現時点では、ドコモ回線に紐づいたdアカウントを端末に設定しようとすると、ネットワーク暗証番号による「回線認証」やdアカウントを設定した他の端末で認証を行う「スマホ認証」が求められる。厄介なのが、デュアルSIM端末で他社回線に切り替える場合だ。
dアカウントはその仕様上、回線を切り替えるだけであっさりログアウトされてしまう。千歩ぐらい譲ってそこまではまだいいとしても、他社回線で再度ログインするハードルが非常に、非常に高い(大事なことなので2回繰り返しました)。
上記のとおり、回線認証かスマホ認証が必要になるが、前者はドコモ回線ではないので利用できない。一方の後者は、あらかじめdアカウント設定済みの“別の端末”が必要になってしまう。
つまり、他社回線に切り替えると、もう1台スマホなりタブレットなりにあらかじめdアカウントを設定しておかないと、ログインすらできなくなってしまうというわけだ。
この状態だと、ドコモメールの読み込みなども一切できなくなる。しかも、何らかの拍子でもう1台の端末に設定したdアカウントがログアウトされていると、デュアルSIMで切り替えた他社回線でログインする手段がなくなる。完全に詰んでしまうというわけだ。
特にこれが発生しがちなのが、海外渡航時。海外に着いて、ドコモ回線からローミングキャリアなり現地SIMなりに切り替えると、上記のようにログアウトが発生してしまう。
ここでもう1台の端末(筆者はiPhone 15 ProとPixel 7にも設定している)を取り出し、ログインを試みようとすると、そっちはそっちでログアウトされてしまっているため、スマホ認証が使えない。
結局、それだけのために一度ドコモ回線でローミングしたあと、別端末のdアカウントを再設定、再度1台目の非ドコモ回線でスマホ認証をするという複雑な手順を踏まなければならない。
これ、もうユーザーに使わせる気がないですよね……。後付けでデュアルSIM端末を導入したこともあって、仕様がまったくこなれていないことがよく分かる。
というようなことが、冒頭で挙げたパスキーの全面導入によって解消されることを期待している。現時点で、デュアルSIM利用時の挙動は判明していないが、少なくともデュアルSIMユーザーに混乱を与えているスマホ認証はなくなり、パスキーに切り替わる。
変更機能の一覧を見れば分かるが、文字通り“刷新”と言ってもいいほど、あらゆる認証がパスキーに丸っと統一されている。パスキーとは、FIDO Allianceの策定したパスワードレス認証の技術で、ドコモもここに参画している。
スマホ側に秘密鍵を補完し、それを生体認証で取り出し、サイト側の公開鍵と組み合わせることで認証を行う仕組みだ。
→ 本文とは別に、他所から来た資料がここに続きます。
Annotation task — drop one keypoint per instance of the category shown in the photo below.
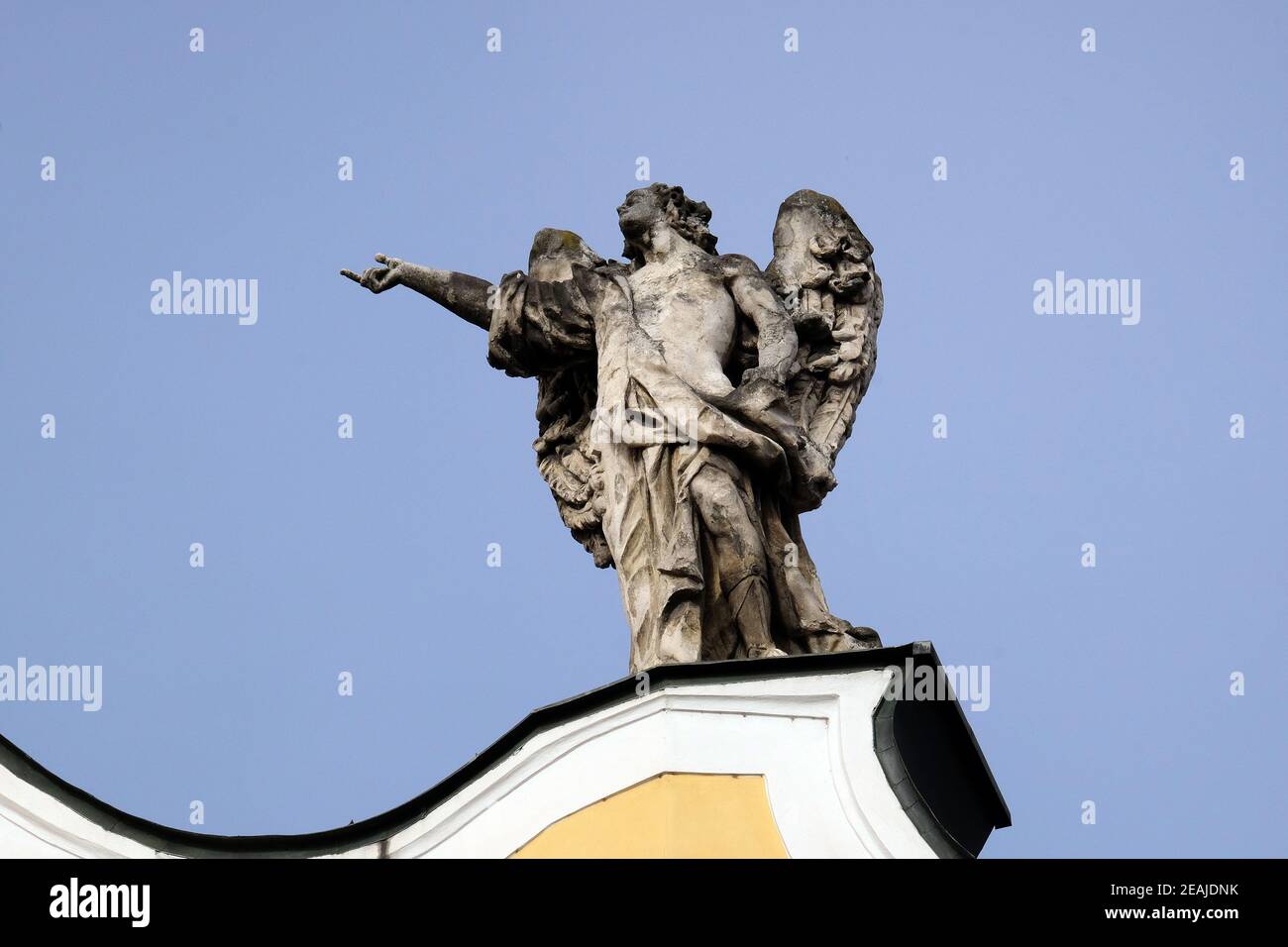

この仕様や、スマホ認証の代わりとしてパスキーが挙げられていることを踏まえれば、デュアルSIMで他社回線に切り替えた場合でも、指紋認証などだけで再ログインできるようになる可能性はある。
ただ、少し不安なのが機能リストの最後の最後に、「モバイル回線(5G・4G・3G・LTEなど)接続による認証」が鎮座していること。この一言で気持ちがザワザワしてしまった(笑)。
説明には、「一部サービスにおいてモバイル回線接続による認証時、ネットワーク暗証番号の入力を求めるようになります」と記載されており、これを文字通り解釈すれば、他社回線で接続した場合はスマホ認証の代わりのパスキーになると読むことはできる。
しかしながら、これまで認証方法が取っ散らかっていたこともあり、これが本当にドコモ回線で接続したときにのみ求められるものなのかがよく分からない。
仮にドコモ回線に紐づいたdアカウントはこれが必須となってしまうと、他社回線でログインすらできなくなってしまう。そもそも、スマホにプリインストールされたdアカウント設定がどうなるのかなど、まったく案内されていないことも多い。
機能変更が多い割に、説明が不足している印象だ。ほとんどすべての認証がパスキーに統一されていることを願いつつ、10月13日の新機能導入を待ちたい。